Partiendo de la premisa de esta suspensión de facto, algunas de esas voces
sostienen que nos encontramos ante un estado de excepción encubierto. Porque
sólo en el estado de excepción, y no en el estado de alarma, el Gobierno puede
suspender algunos derechos fundamentales (artículo 55.1 y 2 de la
Constitución).
De la opinión que
comento llaman la atención muchas cosas. Una de ellas es que en un mismo
planteamiento convergen quienes anhelan y reclaman la efectiva declaración del
estado de excepción (por el Congreso) y quienes pretenden justo lo contrario,
que el Gobierno levante las actuales restricciones a la movilidad. Esta
convergencia es, desde luego, paradójica. Y contestable. A los primeros, a los
que reclaman un estado de excepción, les puedo oponer que ante una emergencia
sanitaria, como la actual pandemia, el Congreso no puede declarar el estado de
excepción. A los otros, a quienes dicen que las actuales restricciones de
movilidad no son posibles en un estado de alarma, les contesto que a lo mejor
tienen razón. Pero que a ese resultado no se puede llegar dando saltos. Esto
es, sentando como premisa que estamos ante una suspensión de derechos impropia
del estado de alarma, para concluir luego que tal suspensión sólo sería posible
si el Congreso declarase el estado de excepción. Pero vayamos por partes.
La Constitución, en
su artículo 116, menciona tres situaciones jurídicas extraordinarias: los
estados de alarma, de excepción y de sitio. Pero no precisa en qué casos
procede la declaración de cada uno de ellos. Mayor detalle contiene la Ley
Orgánica 4/1981, de 1 de junio, de los estados de alarma, excepción y sitio,
que expresamente establece que el estado de excepción, que declara el Congreso
y en el que el Gobierno gana fabulosos poderes, sólo procede "cuando el
libre ejercicio de los derechos y libertades de los ciudadanos, el normal
funcionamiento de las instituciones democráticas, el de los servicios públicos
esenciales para la comunidad, o cualquier otro aspecto del orden público,
resulten tan gravemente alterados que el ejercicio de las potestades ordinarias
fuera insuficiente para restablecerlo y mantenerlo" (artículo 13). El
precepto está bien claro. Son problemas de orden público los que permiten el
estado de excepción.
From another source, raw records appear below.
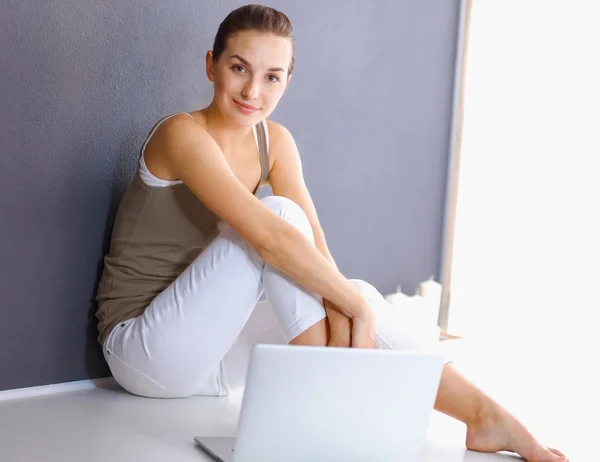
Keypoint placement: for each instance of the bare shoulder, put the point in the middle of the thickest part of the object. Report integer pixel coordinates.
(281, 142)
(174, 138)
(278, 134)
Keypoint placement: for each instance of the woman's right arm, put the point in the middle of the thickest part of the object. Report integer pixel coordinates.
(189, 153)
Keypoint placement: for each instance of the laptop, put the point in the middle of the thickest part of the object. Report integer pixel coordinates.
(305, 403)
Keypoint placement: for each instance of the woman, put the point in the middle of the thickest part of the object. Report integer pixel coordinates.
(193, 248)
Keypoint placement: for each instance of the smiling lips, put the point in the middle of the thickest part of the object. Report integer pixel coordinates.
(245, 108)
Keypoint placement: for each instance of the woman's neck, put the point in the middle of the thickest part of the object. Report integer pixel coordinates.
(226, 133)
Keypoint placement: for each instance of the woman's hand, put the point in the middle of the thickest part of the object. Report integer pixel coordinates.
(340, 326)
(363, 331)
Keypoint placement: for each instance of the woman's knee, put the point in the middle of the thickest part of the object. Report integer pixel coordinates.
(290, 212)
(367, 290)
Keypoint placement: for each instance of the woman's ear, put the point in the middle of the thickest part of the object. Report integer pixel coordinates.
(210, 65)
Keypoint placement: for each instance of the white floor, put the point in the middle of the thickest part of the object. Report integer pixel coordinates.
(110, 425)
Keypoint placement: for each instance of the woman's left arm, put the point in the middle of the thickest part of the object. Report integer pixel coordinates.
(287, 179)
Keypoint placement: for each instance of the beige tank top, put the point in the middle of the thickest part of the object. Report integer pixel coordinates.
(158, 232)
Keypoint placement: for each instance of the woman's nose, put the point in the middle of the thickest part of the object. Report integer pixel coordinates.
(251, 90)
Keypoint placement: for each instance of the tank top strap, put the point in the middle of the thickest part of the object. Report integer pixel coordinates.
(262, 135)
(156, 127)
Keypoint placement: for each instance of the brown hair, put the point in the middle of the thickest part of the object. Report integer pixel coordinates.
(258, 18)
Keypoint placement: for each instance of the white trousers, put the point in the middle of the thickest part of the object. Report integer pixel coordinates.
(195, 337)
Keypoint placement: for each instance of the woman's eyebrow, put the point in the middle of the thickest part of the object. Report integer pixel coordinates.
(272, 69)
Y por mucho que le demos vueltas, lo que hoy tenemos en
España no es un problema de orden público. Más bien lo contrario. Pocas veces
la sociedad española ha sido tan disciplinada frente al poder público. Que yo
sepa, en ningún sitio de España hay motines, ni hay vandalismo en las calles,
ni atentados, ni nada que se le parezca. Se ha dicho, eso sí, que quizá hoy
haya que tener hoy una visión más amplia del orden público, que incluirá a la
actual situación extraordinaria. Pero esta es una interpretación prohibida por
la Constitución. Pues nada permite interpretar extensivamente conceptos
legales, como el de orden público, para alcanzar resultados contrarios al
normal orden constitucional, como son la excepcional concentración de poderes
en el Gobierno y la posible suspensión de derechos fundamentales, ambos efectos
propios del estado de excepción.
Así que, se mire
por donde se mire, el Congreso no puede declarar el estado de excepción. Porque
no tenemos delante desórdenes públicos, sino una pandemia. Y precisamente, para
estos supuestos está previsto el estado de alarma. Dice el artículo 4 de la Ley
orgánica 4/1981 que el Gobierno puede declarar el estado de alarma ante
"crisis sanitarias, tales como epidemias y situaciones de contaminación
graves". Poca discusión puede haber sobre que el Gobierno estaba
autorizado para declarar la alarma.
Dicho esto, y si
somos respetuosos con el principio de legalidad, seguidamente habría que
analizar qué medidas puede adoptar el Gobierno, una vez declarada la alarma.
Disculpe el lector las referencias normativas que siguen. Sé que son tediosas,
pero no podemos seguir hablando de todo esto, al menos no los juristas, sin un
mínimo de precisión.
Pues bien, las
medidas que puede adoptar el Gobierno en un estado de alarma están enunciadas
en los arts. 11 y 12 de la misma Ley orgánica 4/1981. Quizá el precepto más
preciso ahora, porque se refiere precisamente a emergencias sanitarias, es el
artículo 12.1, según el cual el Gobierno puede acordar todas las medidas "establecidas
en las normas para la lucha contra las enfermedades infecciosas". Esa
remisión nos lleva al artículo 3 de la Ley orgánica 3/1986, de 14 de abril, de
Medidas Especiales en Materia de Salud Pública, según el cual "con el fin
de controlar las enfermedades transmisibles, la autoridad sanitaria (…) podrá
adoptar las medidas oportunas para el control de los enfermos, de las personas
que estén o hayan estado en contacto con los mismos y del medio ambiente
inmediato, así como las que se consideren necesarias en caso de riesgo de
carácter transmisible". Habrá notado el lector lo amplia que es la
autorización legal ("las medidas….que se consideren necesarias").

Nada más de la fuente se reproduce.